PACE advocates have argued that, at least in California and the federal level, PACE programs don’t violate the constitution. If they are mistaken, however, neither Brown’s lawsuit nor Thompson’s proposed legislation can prevail. 

Pot Protectionism

Berkeley’s upcoming referendum on revised medical marijuana ordinances is widely regarded as a liberalization of the law. Similarly, the upcoming Prop. 19 legalization issue on the state ballot. Not everyone sees it that way, though. For some, what is at stake is a restraint of trade. Some are in favor, others against. 

Here are two contrasting yet compatible views to contemplate: 

The blog investingcontrarian.com blog writes: “Other cities’ government regulations could be even more severe — As in, forced redistribution of production, trade barriers, and the creation of a marijuana oligopoly: The Berkeley City Council last week approved a measure for the November ballot that would authorize the city to license and tax six pot cultivation sites. Companies running the facilities must agree to give away some pot to low-income users, employ organic gardening methods to the extent possible and offset in some way the large amount of electricity needed to grow weed. 

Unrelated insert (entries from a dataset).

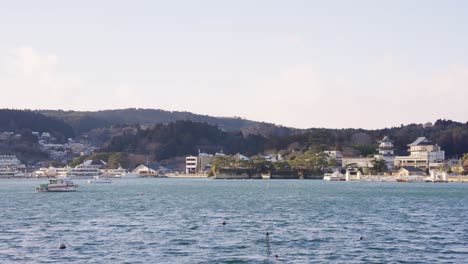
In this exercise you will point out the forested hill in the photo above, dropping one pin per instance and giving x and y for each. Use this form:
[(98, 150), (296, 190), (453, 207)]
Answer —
[(21, 120), (86, 121), (186, 138)]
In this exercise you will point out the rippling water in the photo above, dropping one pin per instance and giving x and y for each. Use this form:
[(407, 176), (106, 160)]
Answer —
[(179, 221)]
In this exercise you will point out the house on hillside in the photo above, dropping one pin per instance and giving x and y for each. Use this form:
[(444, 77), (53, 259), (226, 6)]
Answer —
[(423, 154), (411, 171), (151, 170)]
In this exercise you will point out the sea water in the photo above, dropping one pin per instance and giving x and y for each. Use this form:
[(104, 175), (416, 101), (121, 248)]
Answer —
[(180, 221)]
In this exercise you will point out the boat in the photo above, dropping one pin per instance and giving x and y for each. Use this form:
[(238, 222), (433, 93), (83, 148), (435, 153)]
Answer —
[(86, 171), (336, 176), (119, 173), (99, 179), (58, 185), (7, 172)]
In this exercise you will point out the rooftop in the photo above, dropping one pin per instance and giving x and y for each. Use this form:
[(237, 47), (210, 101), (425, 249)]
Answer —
[(421, 141)]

“Long Beach officials want to reduce the amount of medical marijuana being sold in the city that isn’t grown there.” 

Oddly enough, some marijuana businessmen don’t disagree with the analysis – they just like the trade restraints. A dispensary operator in Venice Beach, CA told Huffington Post: “Last month there were 24 operating marijuana collectives in Venice. A month from now, there will only be two. And we'll be one of them." Later, he remarked, explaining his opposition to proposition 19, “Did you know that Phillip Morris just bought 400 acres of land up in Northern California? The minute marijuana becomes legal, they'll mass produce and flood the market. And of course, they'll add the same toxins they put in regular cigarettes to get you addicted, and very little THC, so you'll have to buy more... In short, they're going to ruin weed.” 

At least they agree about something.